While the rest of the Country’s fire service is 70 percent volunteer, big cities and Counties have opted for the most expensive and least effective service (all paid). Sure this is not a popular subject because it makes those in office ask themselves a basic question, who in their right mind would opt to pay for a service that they can for free? And then when they look in the mirror they know the answer to that question. I get it, we pay more because we equate cost with quality. Besides, who is it that decides we do not need volunteers? Who decides that we should pay more for less? Who says we are not getting quality with a combination system? The same type of people in Michigan that said the water is better if we process it a different way. Those type of people ignore the facts and leave it up to people who do not know their craft. Who fact checks the Fire Service in our community? All the great men elected to President encourage the citizenry to volunteer for the community while 30% of the leaders elected to office in this Country discourage volunteerism for some reason, especially in majority-minority communities that have the highest death rate due to fires. In Maryland, Prince George’s County and Baltimore City have more fire deaths than all the jurisdictions in Maryland combined. (This is why I write about this.) Oh yeah, majority-minority communities in Maryland pay the highest taxes for fire protection to boot. Yes, we hire more fire fighters and die the most in fires. (Brilliant)

Well Prince George’s County dig deep into your extra money to pay more taxes for higher “quality services.” I’m not against higher taxes. I benefit from higher taxes but at least I am honest about it. I think we should pay higher taxes because I am a believer in more government. Like I want clean drinking water and I want someone more qualified than I to make sure we get it. I’m not sure that type of thinking works in the Fire Service though. I am sure it’s the opposite. The more we pay for fire and Emergency Medical Services the less service we get and that is a measurable fact.

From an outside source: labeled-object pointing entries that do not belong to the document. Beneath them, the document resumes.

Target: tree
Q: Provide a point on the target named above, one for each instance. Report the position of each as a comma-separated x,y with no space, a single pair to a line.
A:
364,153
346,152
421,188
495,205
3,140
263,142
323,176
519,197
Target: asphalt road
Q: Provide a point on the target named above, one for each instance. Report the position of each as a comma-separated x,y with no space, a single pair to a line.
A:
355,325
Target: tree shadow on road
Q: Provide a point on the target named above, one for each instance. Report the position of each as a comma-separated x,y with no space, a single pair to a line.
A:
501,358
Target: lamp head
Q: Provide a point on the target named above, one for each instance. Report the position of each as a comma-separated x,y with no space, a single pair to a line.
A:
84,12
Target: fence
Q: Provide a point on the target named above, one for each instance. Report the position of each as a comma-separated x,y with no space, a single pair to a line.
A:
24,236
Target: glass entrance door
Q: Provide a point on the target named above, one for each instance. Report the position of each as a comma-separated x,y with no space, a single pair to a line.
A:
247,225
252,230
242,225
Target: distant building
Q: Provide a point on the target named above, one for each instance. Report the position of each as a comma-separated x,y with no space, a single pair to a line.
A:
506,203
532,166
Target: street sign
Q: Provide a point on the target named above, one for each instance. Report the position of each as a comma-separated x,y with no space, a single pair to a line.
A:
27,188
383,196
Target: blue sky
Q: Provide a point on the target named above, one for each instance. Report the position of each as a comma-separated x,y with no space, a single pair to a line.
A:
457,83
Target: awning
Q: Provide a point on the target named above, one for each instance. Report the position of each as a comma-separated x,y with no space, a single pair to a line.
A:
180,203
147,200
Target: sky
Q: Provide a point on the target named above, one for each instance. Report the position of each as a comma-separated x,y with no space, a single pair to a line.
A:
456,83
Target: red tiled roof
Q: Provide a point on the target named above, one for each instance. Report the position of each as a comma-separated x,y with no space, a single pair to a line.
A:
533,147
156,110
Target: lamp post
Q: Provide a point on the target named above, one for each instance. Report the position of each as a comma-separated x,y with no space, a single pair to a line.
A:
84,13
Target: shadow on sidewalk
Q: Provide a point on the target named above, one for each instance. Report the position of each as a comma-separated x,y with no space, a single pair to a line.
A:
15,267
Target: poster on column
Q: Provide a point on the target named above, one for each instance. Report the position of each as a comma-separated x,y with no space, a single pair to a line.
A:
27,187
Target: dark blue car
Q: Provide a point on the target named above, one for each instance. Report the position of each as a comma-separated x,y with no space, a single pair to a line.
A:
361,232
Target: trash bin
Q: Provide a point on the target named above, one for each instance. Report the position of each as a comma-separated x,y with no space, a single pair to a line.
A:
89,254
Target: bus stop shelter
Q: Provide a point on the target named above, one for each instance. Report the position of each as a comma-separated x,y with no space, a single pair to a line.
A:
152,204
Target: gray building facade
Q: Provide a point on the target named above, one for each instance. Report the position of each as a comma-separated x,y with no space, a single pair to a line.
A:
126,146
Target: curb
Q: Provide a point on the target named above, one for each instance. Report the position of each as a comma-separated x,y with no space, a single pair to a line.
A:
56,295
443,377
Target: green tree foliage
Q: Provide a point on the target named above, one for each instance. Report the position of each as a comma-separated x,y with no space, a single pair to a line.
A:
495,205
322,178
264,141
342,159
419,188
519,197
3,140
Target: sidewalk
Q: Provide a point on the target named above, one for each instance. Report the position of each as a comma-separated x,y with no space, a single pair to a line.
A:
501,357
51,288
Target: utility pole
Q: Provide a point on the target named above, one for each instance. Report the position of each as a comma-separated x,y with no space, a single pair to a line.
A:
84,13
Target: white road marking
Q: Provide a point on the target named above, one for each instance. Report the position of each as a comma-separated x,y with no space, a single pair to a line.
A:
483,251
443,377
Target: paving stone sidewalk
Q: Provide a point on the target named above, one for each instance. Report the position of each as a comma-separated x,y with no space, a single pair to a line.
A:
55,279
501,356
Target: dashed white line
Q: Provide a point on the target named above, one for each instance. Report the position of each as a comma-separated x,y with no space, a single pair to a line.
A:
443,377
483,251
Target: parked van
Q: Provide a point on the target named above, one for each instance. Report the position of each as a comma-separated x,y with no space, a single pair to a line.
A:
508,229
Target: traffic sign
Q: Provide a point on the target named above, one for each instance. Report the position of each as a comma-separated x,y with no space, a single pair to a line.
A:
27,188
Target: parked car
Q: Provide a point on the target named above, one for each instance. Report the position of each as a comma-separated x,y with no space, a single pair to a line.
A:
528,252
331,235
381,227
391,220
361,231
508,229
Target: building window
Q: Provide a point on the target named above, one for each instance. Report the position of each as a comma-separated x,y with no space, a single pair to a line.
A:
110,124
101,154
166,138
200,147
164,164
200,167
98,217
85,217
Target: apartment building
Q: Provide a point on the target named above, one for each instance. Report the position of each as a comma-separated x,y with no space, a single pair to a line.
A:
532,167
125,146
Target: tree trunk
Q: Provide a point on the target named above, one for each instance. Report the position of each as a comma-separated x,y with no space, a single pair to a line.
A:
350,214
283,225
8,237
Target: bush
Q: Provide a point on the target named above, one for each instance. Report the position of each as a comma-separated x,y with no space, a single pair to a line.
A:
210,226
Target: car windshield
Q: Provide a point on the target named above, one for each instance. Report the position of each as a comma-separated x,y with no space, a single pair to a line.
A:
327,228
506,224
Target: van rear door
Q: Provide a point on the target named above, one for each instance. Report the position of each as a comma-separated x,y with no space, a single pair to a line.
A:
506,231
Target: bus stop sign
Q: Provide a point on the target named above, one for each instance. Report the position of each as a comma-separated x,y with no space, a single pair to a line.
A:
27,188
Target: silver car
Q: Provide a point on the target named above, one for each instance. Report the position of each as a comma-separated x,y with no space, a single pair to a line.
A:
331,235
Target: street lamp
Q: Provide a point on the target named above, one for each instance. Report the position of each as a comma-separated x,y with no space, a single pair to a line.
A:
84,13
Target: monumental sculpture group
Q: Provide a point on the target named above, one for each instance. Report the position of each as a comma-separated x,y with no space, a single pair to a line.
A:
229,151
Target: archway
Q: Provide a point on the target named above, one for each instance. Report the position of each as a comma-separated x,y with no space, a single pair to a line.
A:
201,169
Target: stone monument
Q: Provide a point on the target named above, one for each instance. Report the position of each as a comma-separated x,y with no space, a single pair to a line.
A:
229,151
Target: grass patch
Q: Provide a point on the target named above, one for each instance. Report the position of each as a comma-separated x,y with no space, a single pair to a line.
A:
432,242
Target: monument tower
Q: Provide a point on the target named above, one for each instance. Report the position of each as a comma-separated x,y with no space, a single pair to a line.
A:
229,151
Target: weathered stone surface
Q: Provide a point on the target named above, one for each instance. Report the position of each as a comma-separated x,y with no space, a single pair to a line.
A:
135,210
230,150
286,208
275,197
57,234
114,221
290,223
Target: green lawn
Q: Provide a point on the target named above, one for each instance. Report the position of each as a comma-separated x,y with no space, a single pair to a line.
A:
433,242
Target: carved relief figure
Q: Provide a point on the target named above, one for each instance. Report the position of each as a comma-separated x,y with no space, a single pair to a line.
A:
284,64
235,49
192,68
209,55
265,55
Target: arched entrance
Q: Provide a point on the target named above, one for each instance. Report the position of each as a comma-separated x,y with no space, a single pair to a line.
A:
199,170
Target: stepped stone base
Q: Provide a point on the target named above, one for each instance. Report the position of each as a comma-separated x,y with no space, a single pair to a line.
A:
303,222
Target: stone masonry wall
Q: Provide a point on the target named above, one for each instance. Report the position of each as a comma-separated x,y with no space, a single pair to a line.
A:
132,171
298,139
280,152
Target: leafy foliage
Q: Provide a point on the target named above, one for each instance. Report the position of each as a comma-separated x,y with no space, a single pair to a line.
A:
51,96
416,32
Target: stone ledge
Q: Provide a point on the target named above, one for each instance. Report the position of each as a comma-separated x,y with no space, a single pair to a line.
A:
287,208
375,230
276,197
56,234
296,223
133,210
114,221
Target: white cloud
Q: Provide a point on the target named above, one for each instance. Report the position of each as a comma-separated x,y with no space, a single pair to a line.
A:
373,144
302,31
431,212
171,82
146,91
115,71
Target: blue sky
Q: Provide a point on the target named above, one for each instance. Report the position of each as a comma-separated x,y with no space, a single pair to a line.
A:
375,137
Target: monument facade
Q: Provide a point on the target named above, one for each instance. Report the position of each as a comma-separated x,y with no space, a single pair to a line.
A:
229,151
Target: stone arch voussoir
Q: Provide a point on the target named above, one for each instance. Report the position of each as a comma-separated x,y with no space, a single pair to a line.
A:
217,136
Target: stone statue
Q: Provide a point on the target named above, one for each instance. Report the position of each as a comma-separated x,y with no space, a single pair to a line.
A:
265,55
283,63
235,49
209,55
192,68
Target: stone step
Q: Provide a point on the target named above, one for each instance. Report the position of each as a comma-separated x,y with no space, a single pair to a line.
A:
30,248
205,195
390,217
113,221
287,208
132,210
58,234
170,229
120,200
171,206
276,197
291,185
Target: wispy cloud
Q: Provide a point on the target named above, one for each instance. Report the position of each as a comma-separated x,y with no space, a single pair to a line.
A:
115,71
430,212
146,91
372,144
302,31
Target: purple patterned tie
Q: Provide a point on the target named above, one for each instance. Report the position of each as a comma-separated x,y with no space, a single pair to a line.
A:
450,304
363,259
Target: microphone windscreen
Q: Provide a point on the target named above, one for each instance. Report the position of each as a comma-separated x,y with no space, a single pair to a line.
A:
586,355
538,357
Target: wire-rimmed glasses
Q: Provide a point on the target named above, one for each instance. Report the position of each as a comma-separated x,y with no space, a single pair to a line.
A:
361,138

No one counts the cost of lack of opportunity for jobs or the diminished preparedness culture because the misconception that paid public servants will handle everything during disasters. Before we let the combination system degrade beyond recovery a public hearing on its decline should be convened. One has to wonder why our elected officials are silent on decline of the combination system in our County? Maybe they are silent on the Fire Service because we are improving in that area? In either case silence is not service. Octavia Butler said, “Sometimes being a friend means mastering the art of timing. There is a time for silence. A time to let go and allow people to hurl themselves into their own destiny. And a time to prepare to pick up the pieces when it’s all over.” I am sure the people of Flint wished that someone had not chosen silence, but they are now all too familiar with politics that we love more than our very selves. The “Politics” surrounding public health and safety is always the best route. (Not). Oh and the Volunteers have been silent. How’s that working for you. Oh that’s right you’ve improved relations in the political arena as promised for your silence. (Not as well.)